Montreal, Quebec -
11/10/2008 - The Pew Environment Group today congratulated the Government of Quebec for continuing its commitment to set aside eight percent of its land base for Boreal forest conservation. Specifically, Quebec designated a total of 4.4 million acres, an area twice the size of America’s Yellowstone National Park, in 11 new national parks and other nature preserves.
Among the highlights of Quebec’s announcement are 2.2 million acres of additions to the Temiscame/Otish Mountains National Park and a new 1.7 million acre park along the George River, protecting the home range of a sensitive woodland caribou herd.
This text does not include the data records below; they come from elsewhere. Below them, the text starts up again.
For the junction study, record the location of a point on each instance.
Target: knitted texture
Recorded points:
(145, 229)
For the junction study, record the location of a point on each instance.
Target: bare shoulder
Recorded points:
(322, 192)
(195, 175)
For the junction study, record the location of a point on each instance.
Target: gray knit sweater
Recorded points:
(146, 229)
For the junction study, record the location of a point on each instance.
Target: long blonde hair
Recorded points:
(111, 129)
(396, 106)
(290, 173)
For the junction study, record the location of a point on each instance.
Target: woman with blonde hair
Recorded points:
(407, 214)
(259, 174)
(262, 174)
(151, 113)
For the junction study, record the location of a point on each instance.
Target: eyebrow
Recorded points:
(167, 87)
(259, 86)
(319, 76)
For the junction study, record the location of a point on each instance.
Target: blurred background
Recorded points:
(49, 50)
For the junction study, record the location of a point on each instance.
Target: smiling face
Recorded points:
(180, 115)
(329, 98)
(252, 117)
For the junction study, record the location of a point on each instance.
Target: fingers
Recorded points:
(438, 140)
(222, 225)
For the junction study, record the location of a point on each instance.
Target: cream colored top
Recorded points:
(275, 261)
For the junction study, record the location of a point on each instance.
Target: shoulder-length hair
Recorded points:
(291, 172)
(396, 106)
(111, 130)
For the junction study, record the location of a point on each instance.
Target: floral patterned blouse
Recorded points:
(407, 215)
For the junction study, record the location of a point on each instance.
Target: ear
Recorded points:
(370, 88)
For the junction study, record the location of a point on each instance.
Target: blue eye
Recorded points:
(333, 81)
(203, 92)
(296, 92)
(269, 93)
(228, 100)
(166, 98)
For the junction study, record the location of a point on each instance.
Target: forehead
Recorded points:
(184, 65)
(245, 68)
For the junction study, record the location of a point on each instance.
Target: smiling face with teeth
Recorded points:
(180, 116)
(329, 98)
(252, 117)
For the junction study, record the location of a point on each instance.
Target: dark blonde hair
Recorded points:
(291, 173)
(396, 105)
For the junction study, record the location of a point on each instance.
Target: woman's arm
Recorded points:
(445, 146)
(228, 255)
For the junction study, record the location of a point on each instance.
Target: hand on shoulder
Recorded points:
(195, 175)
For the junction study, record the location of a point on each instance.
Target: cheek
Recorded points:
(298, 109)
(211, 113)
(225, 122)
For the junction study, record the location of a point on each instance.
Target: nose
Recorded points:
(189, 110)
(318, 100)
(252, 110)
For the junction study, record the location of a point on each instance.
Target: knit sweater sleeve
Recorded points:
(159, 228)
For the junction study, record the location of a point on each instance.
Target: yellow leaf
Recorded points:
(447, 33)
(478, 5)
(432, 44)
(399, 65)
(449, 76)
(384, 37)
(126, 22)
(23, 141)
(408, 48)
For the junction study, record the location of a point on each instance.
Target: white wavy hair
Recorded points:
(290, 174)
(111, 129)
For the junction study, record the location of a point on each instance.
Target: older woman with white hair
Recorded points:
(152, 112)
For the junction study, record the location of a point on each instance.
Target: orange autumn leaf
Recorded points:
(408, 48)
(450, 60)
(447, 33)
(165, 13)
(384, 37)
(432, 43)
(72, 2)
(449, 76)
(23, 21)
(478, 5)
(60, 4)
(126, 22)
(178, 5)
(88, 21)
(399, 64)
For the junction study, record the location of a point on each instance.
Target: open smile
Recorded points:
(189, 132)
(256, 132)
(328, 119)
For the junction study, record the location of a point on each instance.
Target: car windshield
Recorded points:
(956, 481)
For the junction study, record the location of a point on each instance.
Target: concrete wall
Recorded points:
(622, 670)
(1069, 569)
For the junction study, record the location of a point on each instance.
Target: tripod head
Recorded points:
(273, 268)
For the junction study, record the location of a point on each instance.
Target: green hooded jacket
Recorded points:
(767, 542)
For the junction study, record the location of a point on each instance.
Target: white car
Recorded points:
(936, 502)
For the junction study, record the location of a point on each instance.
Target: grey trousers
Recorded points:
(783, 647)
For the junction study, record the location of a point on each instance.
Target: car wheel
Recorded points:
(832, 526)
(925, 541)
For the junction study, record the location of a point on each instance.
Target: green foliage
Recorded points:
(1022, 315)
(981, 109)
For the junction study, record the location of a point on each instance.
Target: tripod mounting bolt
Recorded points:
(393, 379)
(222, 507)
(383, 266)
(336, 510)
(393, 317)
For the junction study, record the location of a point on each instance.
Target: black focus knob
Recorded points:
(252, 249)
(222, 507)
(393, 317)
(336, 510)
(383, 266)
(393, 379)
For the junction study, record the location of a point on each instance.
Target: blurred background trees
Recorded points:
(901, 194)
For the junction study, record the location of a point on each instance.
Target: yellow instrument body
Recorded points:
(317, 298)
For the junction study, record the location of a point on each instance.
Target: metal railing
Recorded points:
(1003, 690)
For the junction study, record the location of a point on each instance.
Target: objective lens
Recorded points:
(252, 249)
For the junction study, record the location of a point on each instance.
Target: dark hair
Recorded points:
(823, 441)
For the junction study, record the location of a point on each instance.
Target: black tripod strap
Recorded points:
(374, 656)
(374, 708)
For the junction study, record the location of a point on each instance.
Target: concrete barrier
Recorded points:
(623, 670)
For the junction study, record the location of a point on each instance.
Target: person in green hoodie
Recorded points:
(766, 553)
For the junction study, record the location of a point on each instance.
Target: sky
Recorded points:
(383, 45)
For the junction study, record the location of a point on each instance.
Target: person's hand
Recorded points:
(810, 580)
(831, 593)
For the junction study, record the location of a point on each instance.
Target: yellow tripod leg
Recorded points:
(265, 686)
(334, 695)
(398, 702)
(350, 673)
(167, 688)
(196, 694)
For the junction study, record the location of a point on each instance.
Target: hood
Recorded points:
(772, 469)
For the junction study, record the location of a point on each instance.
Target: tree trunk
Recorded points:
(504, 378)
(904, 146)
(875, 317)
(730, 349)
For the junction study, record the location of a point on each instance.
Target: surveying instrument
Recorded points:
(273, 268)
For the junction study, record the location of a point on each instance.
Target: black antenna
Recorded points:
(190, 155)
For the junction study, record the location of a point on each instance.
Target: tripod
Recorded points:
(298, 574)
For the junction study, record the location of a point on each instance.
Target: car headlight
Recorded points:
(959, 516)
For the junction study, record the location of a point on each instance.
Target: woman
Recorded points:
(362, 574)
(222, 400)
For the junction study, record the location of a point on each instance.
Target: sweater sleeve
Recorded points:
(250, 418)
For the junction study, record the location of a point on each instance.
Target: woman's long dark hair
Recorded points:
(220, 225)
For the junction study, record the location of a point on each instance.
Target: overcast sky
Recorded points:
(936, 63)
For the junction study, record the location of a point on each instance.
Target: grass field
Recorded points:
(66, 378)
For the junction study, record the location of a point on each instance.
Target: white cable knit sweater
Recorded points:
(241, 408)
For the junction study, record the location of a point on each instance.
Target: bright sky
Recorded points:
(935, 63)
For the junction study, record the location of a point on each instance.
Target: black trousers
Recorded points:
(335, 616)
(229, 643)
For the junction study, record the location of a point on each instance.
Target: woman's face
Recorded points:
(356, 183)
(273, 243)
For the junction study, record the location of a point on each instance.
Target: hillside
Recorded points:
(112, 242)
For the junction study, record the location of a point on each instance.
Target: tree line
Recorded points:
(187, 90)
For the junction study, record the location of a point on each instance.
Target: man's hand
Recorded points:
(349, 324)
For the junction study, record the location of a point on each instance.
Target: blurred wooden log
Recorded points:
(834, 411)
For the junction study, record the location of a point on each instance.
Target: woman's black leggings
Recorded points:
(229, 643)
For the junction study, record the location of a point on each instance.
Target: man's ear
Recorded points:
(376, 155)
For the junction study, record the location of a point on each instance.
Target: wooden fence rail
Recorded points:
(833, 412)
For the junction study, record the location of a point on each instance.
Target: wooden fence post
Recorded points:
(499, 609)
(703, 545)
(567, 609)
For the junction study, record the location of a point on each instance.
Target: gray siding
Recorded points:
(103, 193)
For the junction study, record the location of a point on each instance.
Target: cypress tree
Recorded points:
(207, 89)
“With these actions, Quebec is moving toward global boreal forest conservation leadership,” said Steve Kallick, director of the Pew Environment Group’s boreal initiative. “We look forward to continuing to work with the government to see more of these kinds of bold, visionary decisions.”
This announcement is the second of three expected actions designating large tracts of boreal forest wilderness as new parks and protected areas. Another comparable announcement is expected by the end of 2008.
Canada’s Boreal is the world’s largest remaining unspoiled forest and teems with caribou, moose, bears, wolves, waterfowl and songbirds. It harbors vast quantities of pure fresh water in its countless lakes, rivers and wetlands and plays a critically important role in cooling the Earth by sequestering and storing carbon in forests and soils.
Unfortunately, much of the forest remains unprotected and threatened by logging, mining, oil drilling, roadbuilding and other forms of destructive development. Without a comprehensive, overarching conservation effort, most of the Canadian Boreal Forest could be lost in a generation. The Pew Environment Group and its Canadian partners advocate protecting at least 50 percent of the forest in parks and wildlife refuges and strictly managing and limiting development in the remaining parts. The Government of Ontario recently agreed with this approach and dedicated most of its northern lands to a new conservation planning process.